The Service's recommendation to maintain a small population of intensively managed red wolves on federal lands as part of a meta-population in Dare County is inconsistent with the captive breeding population priority objectives. Nearly 30 years after the first reintroductions and despite tubal ligations and vasectomies of coyotes, releases of 165 wolves, including 58 in Dare County, there is only one known wolf pack occupying federal lands. As red wolf restoration was being implemented on the AP, coyote distribution and density was increasing across the RWRA. Although historically absent, by 1985 coyotes had begun expanding their range into the AP (NCWRC unpubl. data, Hinton et al. 2012, Murray et al. 2014). Coyotes now occur, and can be locally abundant, throughout the entire RWRA (NCWRC unpubl. data). In the 10-year period from 2002 to 2012, reported numbers of coyotes trapped statewide increased 2600%.

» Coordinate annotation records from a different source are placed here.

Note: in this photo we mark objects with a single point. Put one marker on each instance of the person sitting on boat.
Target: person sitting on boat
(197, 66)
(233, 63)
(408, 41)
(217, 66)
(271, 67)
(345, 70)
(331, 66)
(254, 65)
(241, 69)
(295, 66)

Hybridization with coyotes was the impetus for forced extirpation of red wolves from the wild three decades ago. The Service has acknowledged the challenge of recovering a species which is reliant on private lands (USFWS 2016). ARNWR and the Dare County Bombing Range do not, and will not, contain adequate resources that will result in red wolves remaining on federal lands (Hinton 2014).

Thus, attempting to anchor the RWRA on inadequate federal lands is unrealistic and will put the burden on private land owners in adjacent counties. Further, the recent Population Viability Analysis (PVA) report indicates the NEP has a 2.38 times higher risk of mortality than the SSP.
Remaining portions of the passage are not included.